Here is a way to gather timing data from Manipulate[]
. The line times[h] = {times[h], SessionTime[]}
constructs a linked list (see below), which Mathematica does efficiently. The timings are a bit different than those in my first post, but they should reflect the actual performance of Manipulate[]
. I would have expected both to be slower, but GraphicsGrid[]
is a bit faster than in the MakeBoxes[]
test, although it's still quite a bit slower than Grid[]
in both cases.
Generate the timing data by continuously varying the slider. There will extra long intervals if you stop between sliding. In particular the time at the beginning is recorded, and then there is a gap between then and when you start sliding. Hence I used Quartiles[]
and Histogram[]
to estimate the typical behavior. If you collect enough data from sliding the slider, the extreme values do not affect the Quartiles[]
.
The Log10[]
bin scaling in Histogram[]
just made it look prettier, imo. There is no theoretical reason for doing this. And as we're just looking at the difference, there is no theoretical reason not to do it.
Important: Omit times
from the TrackedSymbols
options or you will get
an infinite Dynamic[]
-update loop.
Manipulate[
times[h] = {times[h], SessionTime[]};
h[Table[Plot[Sin[2 Pi f t - 2 Pi 0], {t, 0, 6}], 3, 4]],
{f, 0.5, 2.5},
{h, {GraphicsGrid, Grid}},
Initialization :> (Clear[times];
times[GraphicsGrid] = times[Grid] = Sequence[]),
TrackedSymbols :> {f, h}
]
After manipulating the slider for both heads h
, we can visualize the results as follows:
Differences /@ Flatten /@ Values@DownValues@times //
Histogram[Log10@#, (*scale times before binning*)
{0.02}, "Probability",
ChartLegends ->
Column /@
Transpose@{HoldForm @@@ Keys@DownValues@times, Quartiles /@ #},
Ticks -> { (*adjust bin ticks to Log10 scaling*)

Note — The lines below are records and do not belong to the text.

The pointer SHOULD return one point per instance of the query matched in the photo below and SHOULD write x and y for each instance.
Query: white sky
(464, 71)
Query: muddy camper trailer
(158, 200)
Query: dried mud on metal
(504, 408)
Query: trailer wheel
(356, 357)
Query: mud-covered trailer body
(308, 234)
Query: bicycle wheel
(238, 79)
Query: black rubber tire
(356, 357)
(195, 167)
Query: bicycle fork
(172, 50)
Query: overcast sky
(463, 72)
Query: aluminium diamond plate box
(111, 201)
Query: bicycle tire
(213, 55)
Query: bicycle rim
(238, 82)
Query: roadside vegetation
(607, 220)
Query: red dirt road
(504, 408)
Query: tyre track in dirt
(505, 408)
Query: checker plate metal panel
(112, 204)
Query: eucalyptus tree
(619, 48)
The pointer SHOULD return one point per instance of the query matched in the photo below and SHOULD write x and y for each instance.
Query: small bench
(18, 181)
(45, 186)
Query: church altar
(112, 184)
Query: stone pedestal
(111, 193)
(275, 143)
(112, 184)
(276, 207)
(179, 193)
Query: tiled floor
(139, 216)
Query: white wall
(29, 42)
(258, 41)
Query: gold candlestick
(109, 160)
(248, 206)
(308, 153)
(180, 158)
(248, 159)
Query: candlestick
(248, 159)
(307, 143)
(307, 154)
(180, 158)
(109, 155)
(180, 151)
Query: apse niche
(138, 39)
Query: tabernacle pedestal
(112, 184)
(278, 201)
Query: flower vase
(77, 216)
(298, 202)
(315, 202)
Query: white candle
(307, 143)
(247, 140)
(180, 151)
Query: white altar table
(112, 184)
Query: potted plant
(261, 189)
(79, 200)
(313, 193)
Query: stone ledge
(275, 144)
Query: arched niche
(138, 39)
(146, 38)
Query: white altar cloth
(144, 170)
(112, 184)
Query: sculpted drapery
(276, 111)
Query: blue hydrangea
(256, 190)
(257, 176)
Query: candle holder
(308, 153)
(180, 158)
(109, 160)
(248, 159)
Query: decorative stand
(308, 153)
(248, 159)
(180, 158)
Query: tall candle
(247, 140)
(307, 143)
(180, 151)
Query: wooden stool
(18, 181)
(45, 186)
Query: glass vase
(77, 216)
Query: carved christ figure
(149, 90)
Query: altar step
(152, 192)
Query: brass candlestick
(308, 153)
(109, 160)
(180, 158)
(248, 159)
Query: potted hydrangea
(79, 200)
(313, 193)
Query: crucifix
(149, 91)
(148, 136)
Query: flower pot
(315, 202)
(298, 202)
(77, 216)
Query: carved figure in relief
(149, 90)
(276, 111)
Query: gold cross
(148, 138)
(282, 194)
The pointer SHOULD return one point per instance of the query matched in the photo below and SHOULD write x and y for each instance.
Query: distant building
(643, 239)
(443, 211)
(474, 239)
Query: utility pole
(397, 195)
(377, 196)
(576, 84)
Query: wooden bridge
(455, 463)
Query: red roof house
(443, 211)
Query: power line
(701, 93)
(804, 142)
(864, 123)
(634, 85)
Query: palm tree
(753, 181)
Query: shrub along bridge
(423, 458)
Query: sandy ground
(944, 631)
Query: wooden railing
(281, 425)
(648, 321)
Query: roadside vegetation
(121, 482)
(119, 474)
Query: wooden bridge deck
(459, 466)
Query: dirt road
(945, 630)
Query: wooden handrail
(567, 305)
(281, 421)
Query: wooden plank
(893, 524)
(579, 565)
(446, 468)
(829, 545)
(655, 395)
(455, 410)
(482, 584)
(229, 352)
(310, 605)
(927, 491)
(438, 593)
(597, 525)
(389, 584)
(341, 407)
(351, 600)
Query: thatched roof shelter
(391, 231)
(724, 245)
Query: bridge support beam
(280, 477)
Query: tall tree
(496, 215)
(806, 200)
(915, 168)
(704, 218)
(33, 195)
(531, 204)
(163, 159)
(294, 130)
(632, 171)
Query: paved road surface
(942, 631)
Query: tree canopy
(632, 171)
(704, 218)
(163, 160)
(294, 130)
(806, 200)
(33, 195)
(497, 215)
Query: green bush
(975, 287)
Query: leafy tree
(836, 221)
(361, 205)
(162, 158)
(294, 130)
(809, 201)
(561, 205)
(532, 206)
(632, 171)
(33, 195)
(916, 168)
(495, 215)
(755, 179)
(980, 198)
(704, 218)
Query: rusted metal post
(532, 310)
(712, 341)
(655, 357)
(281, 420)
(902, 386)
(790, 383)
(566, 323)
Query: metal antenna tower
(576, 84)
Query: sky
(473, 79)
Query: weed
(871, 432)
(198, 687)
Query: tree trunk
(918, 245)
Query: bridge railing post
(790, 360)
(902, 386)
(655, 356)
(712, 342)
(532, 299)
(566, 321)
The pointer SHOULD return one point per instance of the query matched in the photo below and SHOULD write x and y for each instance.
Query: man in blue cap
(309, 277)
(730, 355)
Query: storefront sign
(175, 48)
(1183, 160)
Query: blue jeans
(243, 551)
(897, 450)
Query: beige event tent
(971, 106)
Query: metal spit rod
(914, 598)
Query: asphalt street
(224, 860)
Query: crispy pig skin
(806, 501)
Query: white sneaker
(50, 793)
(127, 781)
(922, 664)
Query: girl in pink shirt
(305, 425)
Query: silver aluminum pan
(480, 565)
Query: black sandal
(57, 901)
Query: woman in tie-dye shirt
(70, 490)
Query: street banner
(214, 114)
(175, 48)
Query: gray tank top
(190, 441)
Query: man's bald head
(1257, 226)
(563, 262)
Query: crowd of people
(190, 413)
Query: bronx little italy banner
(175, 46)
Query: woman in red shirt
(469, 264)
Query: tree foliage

Range[-12, 2, 2]/10. // {#, SetPrecision[10^#, 3]} & // Transpose,
Automatic}] &

Linked lists
I learned about linked lists a long time ago, but I learned about their form and utility in Mathematica from Leonid Shifrin in this SE post.
Pick a head LL
for the linked list. If each datum to be collected is not a List[]
, then I often use List
, which is what I used above. Otherwise, pick a name that will help you remember what you're doing. Then here are the initial step and the update step, with the head testLL
:
myLL = testLL[]; (* initialize *)
myLL = testLL[myLL, datum]; (* update *)
Variations:
myLL = Sequence[]; (* no empty container testLL[] *)
myLL = testLL[datum, myLL]; (* reverse order *)
To process the collected data, use Flatten[]
:
myData = Flatten[myLL]; (* form: testLL[d1, d2,...] *)
myData = List @@ Flatten[myLL]; (* form: {d1, d2,...} *)
If the data all have the same expression structure, as in the Manipulate[]
above, then we can get the first
$n$ data points from the flattened data or as follows (
$n=5$ shown):
Level[times[GraphicsGrid], {-5 - Depth[Last@times[GraphicsGrid]]}] (* raw data *)
Flatten[%] (* flattened data *)
Differences[%] (* delays between updates *)
(*
{{{{{{8749.164792}, 8749.445844}, 8752.260474}, 8752.532522}, 8752.768960}}
{8749.164792, 8749.445844, 8752.260474, 8752.532522, 8752.768960}
{0.281052, 2.814630, 0.272048, 0.236438}
*)
Level[times[Grid], {-5 - Depth[Last@times[Grid]]}] (* raw data *)
Flatten[%] (* flattened data *)
Differences[%] (* delays between updates *)
(*
{{{{{{8778.769036}, 8780.560328}, 8780.679477}, 8780.766351}, 8780.849356}}
{8778.769036, 8780.560328, 8780.679477, 8780.766351, 8780.849356}
{1.791292, 0.119149, 0.086874, 0.083005}
*)
The Histogram[]
code leverages the down values of times
as a sort of association. The structure looks like the following:
DownValues@times
(*
{HoldPattern[times[GraphicsGrid]] :> {{ ...}, 8777.132784},
HoldPattern[times[Grid]] :> {{ ...}, 8796.294934}}
*)
I replaced HoldPattern
by HoldForm
in the keys used in the chart legend.